As indicated in Table 1, a total of 60 foreigner workers from 11 countries were found to be infected with parasites; the overall infection rate was 26.0% (60/231). The stool examination detected 14 positive cases (6.1%), 2 of which showed concurrent infections with 2 kinds of parasites. Hookworms and Trichostrongylus orientalis eggs were observed in 3 cases each, and those of C. sinensis and T. trichiura in 2 cases each (Table 1). Protozoan cysts were also detected, those of Giardia lamblia, found in 3 workers, being the most common species. Cysts of Entamoeba coli, Endolimax nana, and Entamoeba histolytica or E. dispar were discovered as well (Table 1). Most of the positive cases were detected by serological examinations. In ELISA, 50 (21.6%) of the 231 workers were positive for at least 1 kind of parasitic disease. The most common infection was cysticercosis (8.7%), followed by toxocariasis (7.8%), clonorchiasis (7.4%), and echinococcosis (3.5%). Paragonimiasis was detected only in 2 workers (Table 1). Among the 11 nationalities represented in this study, the highest numbers of positive cases were detected in Nepalese (20), Chinese (9), and Indonesian (8) workers, though the highest infection rate was found among Sri Lankan workers (44.4%) (Table 2). All the workers tested positive by stool examinations were provided the anthelmintic drugs such as albendazole (400 mg, once) and praziquantel (40 mg/kg, once). Those showing protozoa or serum antibody positive cases, meanwhile, were directed to health screening centers where they could be treated for parasites.

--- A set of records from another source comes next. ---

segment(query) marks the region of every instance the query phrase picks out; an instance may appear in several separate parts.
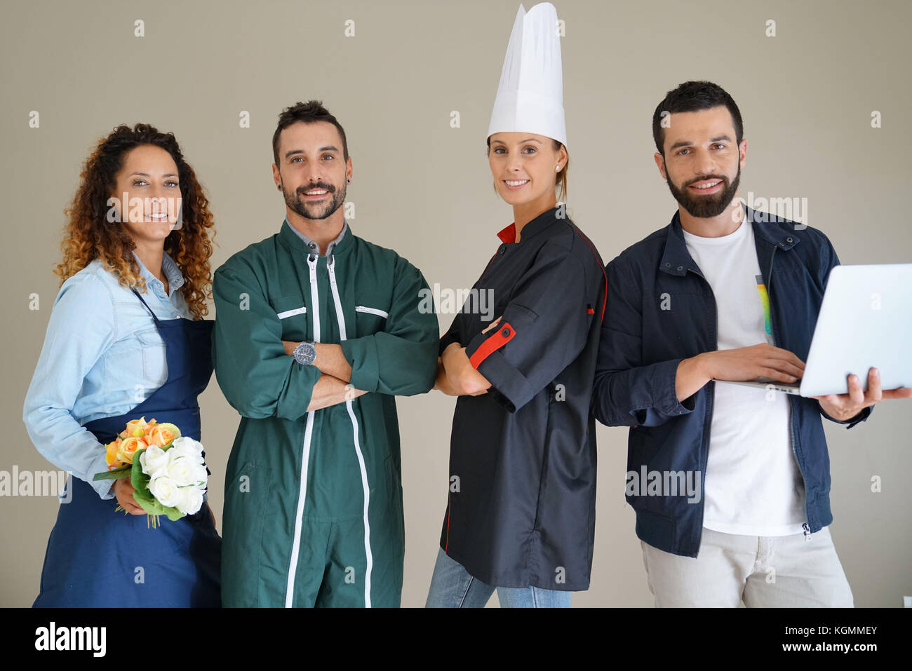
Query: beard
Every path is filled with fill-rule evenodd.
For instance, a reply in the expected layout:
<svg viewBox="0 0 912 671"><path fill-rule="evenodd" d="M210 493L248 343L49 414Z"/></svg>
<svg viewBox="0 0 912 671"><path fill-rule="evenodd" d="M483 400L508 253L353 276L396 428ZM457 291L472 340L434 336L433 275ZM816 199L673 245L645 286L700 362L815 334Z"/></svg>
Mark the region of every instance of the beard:
<svg viewBox="0 0 912 671"><path fill-rule="evenodd" d="M310 203L302 201L301 196L305 193L305 191L309 191L313 189L326 189L331 197L329 202ZM297 212L305 219L326 219L338 210L342 203L345 202L345 184L342 185L342 190L340 191L337 191L336 187L331 184L318 181L316 184L299 186L294 193L289 193L285 191L285 182L282 182L282 195L285 196L285 204L290 210Z"/></svg>
<svg viewBox="0 0 912 671"><path fill-rule="evenodd" d="M735 181L731 184L729 183L729 179L723 175L707 175L685 184L683 189L678 189L668 177L668 170L666 170L665 174L665 181L668 182L668 190L671 191L671 195L675 197L675 200L680 203L681 207L687 210L692 217L709 219L718 217L725 212L725 208L731 204L731 200L735 197L735 193L738 192L738 183L741 181L741 164L739 163L738 165L738 174L735 175ZM690 184L707 180L721 180L725 186L719 193L706 196L697 195L688 188Z"/></svg>

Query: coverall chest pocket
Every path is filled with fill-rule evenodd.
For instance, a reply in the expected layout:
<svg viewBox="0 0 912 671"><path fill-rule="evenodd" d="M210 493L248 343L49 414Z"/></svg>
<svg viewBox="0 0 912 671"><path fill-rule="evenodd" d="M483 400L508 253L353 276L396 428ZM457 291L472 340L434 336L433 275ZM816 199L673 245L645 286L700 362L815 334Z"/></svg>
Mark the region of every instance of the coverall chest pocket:
<svg viewBox="0 0 912 671"><path fill-rule="evenodd" d="M376 301L359 303L355 305L355 337L385 331L389 318L389 312L384 304Z"/></svg>
<svg viewBox="0 0 912 671"><path fill-rule="evenodd" d="M275 316L282 322L282 339L301 341L308 340L307 306L304 296L285 296L273 302Z"/></svg>

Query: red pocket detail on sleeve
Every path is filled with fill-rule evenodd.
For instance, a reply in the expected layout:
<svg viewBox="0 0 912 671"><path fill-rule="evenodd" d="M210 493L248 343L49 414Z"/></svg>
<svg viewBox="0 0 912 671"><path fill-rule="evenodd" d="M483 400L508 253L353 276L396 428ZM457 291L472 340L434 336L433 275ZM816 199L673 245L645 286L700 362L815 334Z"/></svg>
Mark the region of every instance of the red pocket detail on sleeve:
<svg viewBox="0 0 912 671"><path fill-rule="evenodd" d="M501 324L497 326L494 332L488 336L488 339L482 343L479 348L475 350L475 354L469 357L469 363L472 364L472 366L477 370L481 363L484 361L484 359L486 359L492 352L509 343L515 335L516 331L508 323L504 322L503 324Z"/></svg>

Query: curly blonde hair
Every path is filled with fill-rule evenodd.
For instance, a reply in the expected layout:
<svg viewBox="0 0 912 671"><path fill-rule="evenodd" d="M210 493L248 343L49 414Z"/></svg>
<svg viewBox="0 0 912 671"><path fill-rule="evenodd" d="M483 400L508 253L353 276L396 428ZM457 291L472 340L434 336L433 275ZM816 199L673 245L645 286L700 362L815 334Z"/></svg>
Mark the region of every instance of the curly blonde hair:
<svg viewBox="0 0 912 671"><path fill-rule="evenodd" d="M133 128L118 126L102 138L86 160L79 176L79 188L69 207L64 210L68 218L61 243L63 261L55 274L60 284L78 273L95 259L100 259L106 270L118 276L121 286L146 290L140 265L132 251L136 243L118 222L108 221L109 199L117 186L117 173L123 167L127 151L140 145L154 145L165 150L177 165L181 185L181 226L165 238L164 251L183 274L181 287L187 306L194 319L209 314L206 299L212 298L212 274L209 257L212 253L210 229L212 214L209 201L197 181L193 169L183 160L173 133L161 133L149 124ZM214 238L215 231L212 229Z"/></svg>

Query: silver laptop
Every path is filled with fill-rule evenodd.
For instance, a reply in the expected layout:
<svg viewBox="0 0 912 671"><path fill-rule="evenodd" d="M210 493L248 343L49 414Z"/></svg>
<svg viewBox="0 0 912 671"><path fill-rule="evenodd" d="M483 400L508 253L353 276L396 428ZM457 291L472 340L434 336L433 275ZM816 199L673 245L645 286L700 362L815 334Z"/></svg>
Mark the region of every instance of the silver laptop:
<svg viewBox="0 0 912 671"><path fill-rule="evenodd" d="M830 272L798 382L716 381L803 397L847 394L851 373L867 391L871 367L880 371L884 389L912 387L912 263L837 265Z"/></svg>

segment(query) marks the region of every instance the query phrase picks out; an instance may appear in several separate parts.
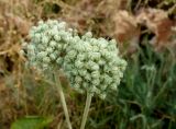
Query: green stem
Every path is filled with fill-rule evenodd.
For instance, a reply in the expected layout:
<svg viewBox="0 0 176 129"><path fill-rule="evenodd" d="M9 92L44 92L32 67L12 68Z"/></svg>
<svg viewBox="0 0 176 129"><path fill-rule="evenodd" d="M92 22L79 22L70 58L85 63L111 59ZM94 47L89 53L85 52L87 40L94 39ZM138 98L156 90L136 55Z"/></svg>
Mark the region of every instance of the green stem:
<svg viewBox="0 0 176 129"><path fill-rule="evenodd" d="M84 116L82 116L80 129L85 129L88 113L89 113L89 108L90 108L90 104L91 104L91 97L92 97L92 94L87 93L86 106L85 106L85 110L84 110Z"/></svg>
<svg viewBox="0 0 176 129"><path fill-rule="evenodd" d="M55 83L56 83L56 90L57 90L57 92L59 94L59 97L61 97L61 102L62 102L65 118L66 118L66 121L67 121L67 125L68 125L68 129L73 129L70 120L69 120L68 109L67 109L64 92L63 92L63 89L62 89L62 84L61 84L59 78L57 78L56 73L54 74L54 79L55 79Z"/></svg>

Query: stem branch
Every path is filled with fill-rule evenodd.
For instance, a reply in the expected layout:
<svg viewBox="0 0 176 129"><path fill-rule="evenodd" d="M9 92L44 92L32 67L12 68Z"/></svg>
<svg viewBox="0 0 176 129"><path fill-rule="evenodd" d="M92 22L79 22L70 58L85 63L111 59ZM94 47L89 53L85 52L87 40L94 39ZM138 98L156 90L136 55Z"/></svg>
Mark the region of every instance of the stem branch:
<svg viewBox="0 0 176 129"><path fill-rule="evenodd" d="M56 73L54 74L54 80L55 80L55 84L56 84L56 90L57 90L57 92L59 94L59 97L61 97L61 102L62 102L62 106L63 106L63 109L64 109L66 122L68 125L68 129L73 129L70 120L69 120L69 115L68 115L68 109L67 109L67 105L66 105L63 87L62 87L59 78L57 78Z"/></svg>
<svg viewBox="0 0 176 129"><path fill-rule="evenodd" d="M87 93L86 106L85 106L85 110L84 110L84 116L82 116L80 129L85 129L88 113L89 113L89 108L90 108L90 104L91 104L91 97L92 97L92 94Z"/></svg>

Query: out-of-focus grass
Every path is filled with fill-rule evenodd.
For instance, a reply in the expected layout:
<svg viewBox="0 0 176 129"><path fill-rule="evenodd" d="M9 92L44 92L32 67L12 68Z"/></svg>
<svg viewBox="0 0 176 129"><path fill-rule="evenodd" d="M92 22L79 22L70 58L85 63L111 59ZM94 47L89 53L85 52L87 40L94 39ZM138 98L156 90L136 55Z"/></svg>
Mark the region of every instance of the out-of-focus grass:
<svg viewBox="0 0 176 129"><path fill-rule="evenodd" d="M79 19L79 13L84 10L78 8L79 2L80 0L0 1L0 129L8 129L12 121L25 115L52 116L54 121L51 128L66 128L59 96L52 81L25 68L19 49L23 40L29 40L29 30L25 28L30 28L41 19L48 17L66 20L73 26L78 26L80 33L90 30L96 36L111 37L113 25L108 20L111 7L102 10L98 3L103 1L96 1L96 10L106 10L107 15L87 12L88 14L80 14ZM87 5L90 3L94 2L88 2ZM138 3L151 4L132 0L125 7L129 11L138 10ZM155 7L165 8L165 4L156 2ZM89 11L91 8L90 5ZM75 11L77 15L73 15ZM146 35L140 40L136 52L123 56L128 60L128 69L119 86L119 93L111 93L105 102L98 97L92 99L87 129L175 129L175 54L169 49L154 51ZM75 93L66 80L62 79L70 119L77 129L86 96Z"/></svg>

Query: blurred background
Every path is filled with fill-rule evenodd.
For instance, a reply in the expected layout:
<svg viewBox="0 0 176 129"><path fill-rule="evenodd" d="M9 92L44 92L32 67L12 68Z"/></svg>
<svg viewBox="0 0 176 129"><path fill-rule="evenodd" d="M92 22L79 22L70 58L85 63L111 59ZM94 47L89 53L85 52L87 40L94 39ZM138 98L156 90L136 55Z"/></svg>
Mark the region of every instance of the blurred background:
<svg viewBox="0 0 176 129"><path fill-rule="evenodd" d="M118 93L94 97L87 129L176 129L176 0L0 0L0 129L24 116L66 129L57 92L20 55L31 26L48 19L116 38L129 63ZM86 95L62 83L78 129Z"/></svg>

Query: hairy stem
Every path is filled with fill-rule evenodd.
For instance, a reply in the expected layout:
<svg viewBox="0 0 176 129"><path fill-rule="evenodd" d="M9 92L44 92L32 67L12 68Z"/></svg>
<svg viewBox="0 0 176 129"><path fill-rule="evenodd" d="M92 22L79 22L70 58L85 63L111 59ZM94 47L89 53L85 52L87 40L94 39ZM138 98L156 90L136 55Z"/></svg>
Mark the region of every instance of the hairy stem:
<svg viewBox="0 0 176 129"><path fill-rule="evenodd" d="M89 113L89 108L90 108L90 104L91 104L91 97L92 97L92 94L87 93L86 106L85 106L85 110L84 110L84 116L82 116L80 129L85 129L88 113Z"/></svg>
<svg viewBox="0 0 176 129"><path fill-rule="evenodd" d="M57 92L59 94L59 97L61 97L61 102L62 102L62 106L63 106L63 109L64 109L66 122L68 125L68 129L73 129L70 120L69 120L69 115L68 115L68 109L67 109L67 105L66 105L63 87L62 87L59 78L56 75L56 73L54 74L54 80L55 80L55 84L56 84L56 90L57 90Z"/></svg>

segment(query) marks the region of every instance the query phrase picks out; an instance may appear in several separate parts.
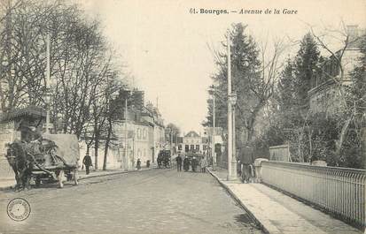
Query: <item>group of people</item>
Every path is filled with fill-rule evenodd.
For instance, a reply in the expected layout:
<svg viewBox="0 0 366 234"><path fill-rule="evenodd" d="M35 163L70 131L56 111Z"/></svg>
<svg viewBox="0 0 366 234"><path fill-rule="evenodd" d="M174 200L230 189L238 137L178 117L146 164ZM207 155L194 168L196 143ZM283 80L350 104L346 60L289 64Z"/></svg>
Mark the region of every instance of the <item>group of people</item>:
<svg viewBox="0 0 366 234"><path fill-rule="evenodd" d="M190 166L193 172L197 171L197 167L199 165L201 169L201 172L206 172L206 168L207 167L207 160L205 156L199 161L199 158L196 156L193 156L191 158L185 156L184 159L183 159L181 155L178 155L175 158L175 161L177 171L182 171L182 164L185 172L190 170Z"/></svg>

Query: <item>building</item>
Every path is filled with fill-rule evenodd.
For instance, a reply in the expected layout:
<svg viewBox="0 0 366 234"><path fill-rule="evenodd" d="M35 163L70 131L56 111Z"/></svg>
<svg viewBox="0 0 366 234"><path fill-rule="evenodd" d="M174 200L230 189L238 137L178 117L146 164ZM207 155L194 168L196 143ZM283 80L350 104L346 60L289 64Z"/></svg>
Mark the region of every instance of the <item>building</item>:
<svg viewBox="0 0 366 234"><path fill-rule="evenodd" d="M182 143L178 145L178 152L201 152L207 150L208 140L206 137L201 137L196 132L191 131L183 137Z"/></svg>
<svg viewBox="0 0 366 234"><path fill-rule="evenodd" d="M348 41L351 42L346 49L335 53L339 57L341 53L341 67L338 59L331 56L323 63L321 72L314 76L311 89L308 91L309 107L312 113L323 112L333 115L342 112L342 93L347 91L347 87L352 84L351 74L356 65L360 64L361 35L364 32L358 29L357 26L348 26Z"/></svg>
<svg viewBox="0 0 366 234"><path fill-rule="evenodd" d="M133 170L137 159L141 165L147 161L156 162L157 154L165 143L164 125L159 109L152 105L143 106L141 109L128 108L126 117L114 123L116 136L108 150L107 168ZM81 145L81 152L86 153L85 144ZM104 146L98 149L98 165L103 165ZM93 163L94 149L90 149Z"/></svg>

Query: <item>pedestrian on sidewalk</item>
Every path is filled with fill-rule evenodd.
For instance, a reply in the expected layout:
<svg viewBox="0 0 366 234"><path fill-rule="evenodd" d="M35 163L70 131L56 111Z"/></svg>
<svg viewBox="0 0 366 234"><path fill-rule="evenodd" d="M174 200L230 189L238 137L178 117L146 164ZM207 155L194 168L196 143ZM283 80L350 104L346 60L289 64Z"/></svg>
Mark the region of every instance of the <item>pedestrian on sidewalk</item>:
<svg viewBox="0 0 366 234"><path fill-rule="evenodd" d="M176 160L176 170L182 171L182 157L181 155L178 154L178 156L175 158Z"/></svg>
<svg viewBox="0 0 366 234"><path fill-rule="evenodd" d="M190 160L186 156L183 160L183 170L187 172L190 170Z"/></svg>
<svg viewBox="0 0 366 234"><path fill-rule="evenodd" d="M246 147L240 149L241 179L243 183L249 183L252 175L252 164L253 162L253 147Z"/></svg>
<svg viewBox="0 0 366 234"><path fill-rule="evenodd" d="M141 160L138 158L137 159L137 162L136 162L136 168L137 168L137 170L140 170L141 169Z"/></svg>
<svg viewBox="0 0 366 234"><path fill-rule="evenodd" d="M85 155L84 158L82 159L82 164L85 165L85 172L87 175L89 175L89 173L90 172L90 167L92 167L93 163L91 162L91 157L89 155L88 153Z"/></svg>
<svg viewBox="0 0 366 234"><path fill-rule="evenodd" d="M205 173L206 172L206 167L207 167L207 160L206 159L206 157L203 157L201 159L201 172Z"/></svg>
<svg viewBox="0 0 366 234"><path fill-rule="evenodd" d="M199 164L198 162L197 162L196 157L193 157L192 158L192 171L193 172L196 172L197 165Z"/></svg>

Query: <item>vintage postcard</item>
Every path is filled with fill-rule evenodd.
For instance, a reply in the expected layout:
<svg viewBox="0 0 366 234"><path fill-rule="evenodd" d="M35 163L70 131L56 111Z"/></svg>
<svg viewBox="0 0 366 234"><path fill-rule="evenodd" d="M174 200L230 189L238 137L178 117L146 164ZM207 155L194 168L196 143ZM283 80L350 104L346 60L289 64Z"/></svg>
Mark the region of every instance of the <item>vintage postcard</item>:
<svg viewBox="0 0 366 234"><path fill-rule="evenodd" d="M0 0L0 234L364 233L364 0Z"/></svg>

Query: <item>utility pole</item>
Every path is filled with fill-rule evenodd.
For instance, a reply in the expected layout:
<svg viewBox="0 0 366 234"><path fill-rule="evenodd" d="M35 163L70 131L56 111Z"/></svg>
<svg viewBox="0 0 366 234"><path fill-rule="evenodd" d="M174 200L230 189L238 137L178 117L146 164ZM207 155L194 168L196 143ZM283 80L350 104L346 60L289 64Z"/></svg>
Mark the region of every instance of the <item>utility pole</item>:
<svg viewBox="0 0 366 234"><path fill-rule="evenodd" d="M214 145L214 136L215 136L215 134L216 134L216 132L215 132L215 129L214 129L214 126L215 126L215 122L214 122L214 120L215 120L215 98L216 98L216 90L215 89L214 89L214 105L213 105L213 134L212 134L212 138L211 138L211 155L212 155L212 169L213 169L213 170L215 170L215 168L216 168L216 153L215 153L215 145Z"/></svg>
<svg viewBox="0 0 366 234"><path fill-rule="evenodd" d="M231 178L232 159L232 113L231 113L231 58L230 58L230 32L228 31L228 180Z"/></svg>
<svg viewBox="0 0 366 234"><path fill-rule="evenodd" d="M46 38L46 57L47 57L47 67L46 67L46 133L50 133L50 104L51 104L51 96L50 96L50 34L47 34Z"/></svg>
<svg viewBox="0 0 366 234"><path fill-rule="evenodd" d="M127 96L125 98L125 170L128 170L128 159L127 156Z"/></svg>
<svg viewBox="0 0 366 234"><path fill-rule="evenodd" d="M228 180L237 179L237 159L233 148L233 106L237 102L237 95L231 92L231 58L230 58L230 32L228 31ZM235 112L234 112L235 113ZM234 126L234 127L233 127ZM234 151L234 152L233 152Z"/></svg>

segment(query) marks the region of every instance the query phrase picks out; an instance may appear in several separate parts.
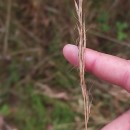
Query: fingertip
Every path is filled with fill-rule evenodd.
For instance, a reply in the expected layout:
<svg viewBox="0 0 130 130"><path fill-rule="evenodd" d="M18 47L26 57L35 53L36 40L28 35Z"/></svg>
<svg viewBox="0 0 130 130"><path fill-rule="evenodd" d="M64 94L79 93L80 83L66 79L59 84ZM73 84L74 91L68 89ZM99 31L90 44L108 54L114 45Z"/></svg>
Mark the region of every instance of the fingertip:
<svg viewBox="0 0 130 130"><path fill-rule="evenodd" d="M78 65L78 47L72 44L67 44L63 48L63 55L72 65Z"/></svg>

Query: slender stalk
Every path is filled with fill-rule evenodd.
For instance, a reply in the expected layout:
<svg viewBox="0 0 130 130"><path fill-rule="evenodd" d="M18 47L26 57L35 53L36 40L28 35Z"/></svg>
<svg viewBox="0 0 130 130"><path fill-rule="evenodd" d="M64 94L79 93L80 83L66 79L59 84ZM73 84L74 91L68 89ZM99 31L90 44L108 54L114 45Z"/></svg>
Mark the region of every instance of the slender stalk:
<svg viewBox="0 0 130 130"><path fill-rule="evenodd" d="M78 33L79 33L79 75L80 75L80 86L82 89L82 95L84 100L84 116L85 116L85 129L88 129L88 120L90 115L90 102L89 93L85 84L85 62L84 52L86 48L86 27L85 18L83 14L83 0L75 1L75 8L78 16Z"/></svg>
<svg viewBox="0 0 130 130"><path fill-rule="evenodd" d="M10 28L10 21L11 21L11 7L12 7L12 0L8 0L7 18L6 18L6 31L5 31L4 47L3 47L3 55L4 56L6 56L6 53L7 53L7 50L8 50L9 28Z"/></svg>

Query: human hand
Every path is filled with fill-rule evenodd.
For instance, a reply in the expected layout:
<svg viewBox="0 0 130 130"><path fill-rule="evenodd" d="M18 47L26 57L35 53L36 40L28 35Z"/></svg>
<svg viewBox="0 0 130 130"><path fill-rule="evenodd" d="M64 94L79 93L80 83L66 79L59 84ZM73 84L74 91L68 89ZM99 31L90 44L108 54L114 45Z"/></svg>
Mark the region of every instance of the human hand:
<svg viewBox="0 0 130 130"><path fill-rule="evenodd" d="M78 48L66 45L64 57L74 66L78 66ZM86 49L85 70L110 83L119 85L130 92L130 61L91 49ZM105 126L102 130L130 130L130 110Z"/></svg>

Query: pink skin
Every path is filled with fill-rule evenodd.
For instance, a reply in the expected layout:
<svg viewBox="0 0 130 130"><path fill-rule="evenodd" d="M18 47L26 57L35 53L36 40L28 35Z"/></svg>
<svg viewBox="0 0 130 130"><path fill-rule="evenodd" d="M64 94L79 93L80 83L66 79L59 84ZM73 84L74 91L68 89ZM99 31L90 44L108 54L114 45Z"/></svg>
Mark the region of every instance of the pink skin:
<svg viewBox="0 0 130 130"><path fill-rule="evenodd" d="M74 66L78 66L78 48L66 45L64 57ZM85 51L85 69L97 77L117 84L130 92L130 61L91 49ZM115 119L102 130L130 130L130 111Z"/></svg>

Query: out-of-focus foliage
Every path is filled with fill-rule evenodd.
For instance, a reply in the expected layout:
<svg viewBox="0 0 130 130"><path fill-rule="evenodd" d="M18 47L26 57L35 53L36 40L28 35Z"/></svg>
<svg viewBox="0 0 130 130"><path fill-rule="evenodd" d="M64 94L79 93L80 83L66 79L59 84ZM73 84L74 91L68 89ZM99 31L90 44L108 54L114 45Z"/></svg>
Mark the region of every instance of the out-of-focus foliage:
<svg viewBox="0 0 130 130"><path fill-rule="evenodd" d="M129 5L129 0L86 0L87 47L130 58ZM66 43L77 44L76 17L73 0L0 1L0 116L5 124L18 130L84 128L78 70L62 55ZM129 108L124 90L91 74L86 81L93 99L90 130Z"/></svg>

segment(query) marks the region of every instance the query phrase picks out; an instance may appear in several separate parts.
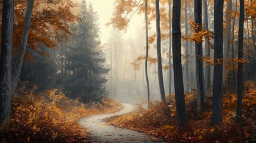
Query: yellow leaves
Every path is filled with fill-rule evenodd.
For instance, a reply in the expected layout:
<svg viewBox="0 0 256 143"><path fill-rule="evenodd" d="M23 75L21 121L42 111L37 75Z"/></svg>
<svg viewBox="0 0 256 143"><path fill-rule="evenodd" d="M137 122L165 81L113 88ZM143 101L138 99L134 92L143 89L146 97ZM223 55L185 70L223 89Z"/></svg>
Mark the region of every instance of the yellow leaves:
<svg viewBox="0 0 256 143"><path fill-rule="evenodd" d="M56 142L58 138L60 139L58 141L78 142L85 139L87 135L77 122L79 119L113 113L122 108L117 102L107 98L103 99L102 104L90 103L85 106L79 100L69 99L57 89L45 91L42 97L42 95L34 95L24 90L21 89L22 92L15 95L11 123L5 132L24 139L20 141L22 142L38 142L42 138L49 142ZM15 139L8 140L16 142L17 141L13 141Z"/></svg>

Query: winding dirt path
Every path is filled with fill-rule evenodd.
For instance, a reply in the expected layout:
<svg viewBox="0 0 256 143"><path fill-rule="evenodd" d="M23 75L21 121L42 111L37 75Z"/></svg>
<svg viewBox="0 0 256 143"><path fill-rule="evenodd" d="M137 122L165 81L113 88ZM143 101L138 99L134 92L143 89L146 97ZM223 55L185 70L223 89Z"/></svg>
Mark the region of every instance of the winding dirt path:
<svg viewBox="0 0 256 143"><path fill-rule="evenodd" d="M122 104L124 108L118 113L92 116L79 120L79 124L91 135L89 142L164 142L161 140L152 141L153 136L144 133L107 124L104 122L106 119L127 114L135 109L134 105Z"/></svg>

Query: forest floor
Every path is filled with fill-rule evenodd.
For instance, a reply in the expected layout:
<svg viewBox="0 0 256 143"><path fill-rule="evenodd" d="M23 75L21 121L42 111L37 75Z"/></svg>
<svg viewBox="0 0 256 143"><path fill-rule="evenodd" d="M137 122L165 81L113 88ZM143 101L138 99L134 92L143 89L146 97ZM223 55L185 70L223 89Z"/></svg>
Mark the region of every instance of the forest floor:
<svg viewBox="0 0 256 143"><path fill-rule="evenodd" d="M122 104L124 108L116 113L104 114L81 119L79 123L90 133L90 142L164 142L146 133L108 125L105 120L110 117L129 113L135 106Z"/></svg>
<svg viewBox="0 0 256 143"><path fill-rule="evenodd" d="M211 126L212 91L208 91L208 106L197 110L195 93L187 93L186 103L188 126L177 126L174 95L167 98L168 106L161 102L150 102L150 108L143 105L128 114L108 119L110 125L143 132L164 139L167 142L256 142L256 88L255 84L245 85L243 98L243 125L236 124L236 94L225 89L223 104L223 122Z"/></svg>

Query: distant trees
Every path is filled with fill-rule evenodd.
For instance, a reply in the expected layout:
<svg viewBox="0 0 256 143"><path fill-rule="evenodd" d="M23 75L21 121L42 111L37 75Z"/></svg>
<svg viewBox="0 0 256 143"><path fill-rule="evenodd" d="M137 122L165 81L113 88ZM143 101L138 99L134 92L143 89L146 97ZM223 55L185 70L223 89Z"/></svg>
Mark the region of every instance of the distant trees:
<svg viewBox="0 0 256 143"><path fill-rule="evenodd" d="M202 27L202 0L195 1L195 32L198 33ZM202 39L202 37L200 37ZM205 97L204 88L203 64L202 62L202 43L201 42L195 42L196 48L196 86L198 89L198 107L202 107L203 105L203 100Z"/></svg>
<svg viewBox="0 0 256 143"><path fill-rule="evenodd" d="M223 73L223 3L214 1L214 70L212 125L221 120Z"/></svg>
<svg viewBox="0 0 256 143"><path fill-rule="evenodd" d="M180 128L187 125L187 115L185 107L183 77L181 66L180 0L174 0L172 5L172 54L174 89L177 116Z"/></svg>
<svg viewBox="0 0 256 143"><path fill-rule="evenodd" d="M106 94L104 55L100 46L98 17L91 5L81 4L81 21L72 26L73 35L66 46L67 76L64 90L72 98L84 102L98 100Z"/></svg>
<svg viewBox="0 0 256 143"><path fill-rule="evenodd" d="M16 89L16 86L18 84L18 79L20 77L20 71L21 70L24 56L25 55L26 49L27 48L27 38L30 28L34 2L35 0L27 1L27 7L24 20L24 31L22 34L21 43L18 50L18 56L16 58L14 69L13 72L11 95L14 94L15 90Z"/></svg>
<svg viewBox="0 0 256 143"><path fill-rule="evenodd" d="M166 104L165 92L164 86L163 70L162 67L162 55L161 55L161 32L160 29L160 12L159 12L159 0L156 0L156 51L158 55L158 82L161 95L161 100Z"/></svg>
<svg viewBox="0 0 256 143"><path fill-rule="evenodd" d="M145 24L146 24L146 59L145 59L145 75L147 82L147 108L149 109L149 101L150 99L150 93L149 89L149 75L147 73L147 58L149 57L149 26L147 21L147 0L145 0Z"/></svg>
<svg viewBox="0 0 256 143"><path fill-rule="evenodd" d="M239 28L238 33L238 59L243 59L243 19L245 17L244 0L240 0ZM255 44L255 43L254 43ZM242 120L242 99L243 92L243 65L242 61L238 62L238 107L236 123L241 123Z"/></svg>
<svg viewBox="0 0 256 143"><path fill-rule="evenodd" d="M209 30L208 26L208 4L207 0L203 0L203 26L206 30ZM205 38L205 56L206 57L211 57L211 48L209 45L209 39ZM211 87L211 66L205 66L205 91L209 90Z"/></svg>
<svg viewBox="0 0 256 143"><path fill-rule="evenodd" d="M11 113L14 1L4 0L2 7L0 66L0 123L2 123Z"/></svg>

Positive rate of parasites in fecal and serological examinations by their countries

Number of positive workers for each helminth or protozoa detected either by stool examination or ELISA

The summary judgment of this study was that parasitic infections were prevalent among foreigner workers living in Cheonan-si, Chungcheongnam-do. The overall infection rate, based on both serological and stool examinations, was 26.0%, much higher than that reported for the general Korean population, 2.6%, in 2012 [7]. Although this Korean rate had been calculated by stool examination only, it is still less than half of the present study’s stool positivity rate, 6.1%. This was similar to the stool positivity of foreigner workers in Taiwan, 7.4% [5]. As for the serum antibody positive rate in the present study, 21.6%, it was slightly lower than that of the foreigner workers in Japan, 28.4% [4,5]. Particularly, given that most parasitic diseases are easily treated with anthelmintic drugs, screening for parasitic infections among foreigner workers is needed in order to ensure early diagnosis and treatment.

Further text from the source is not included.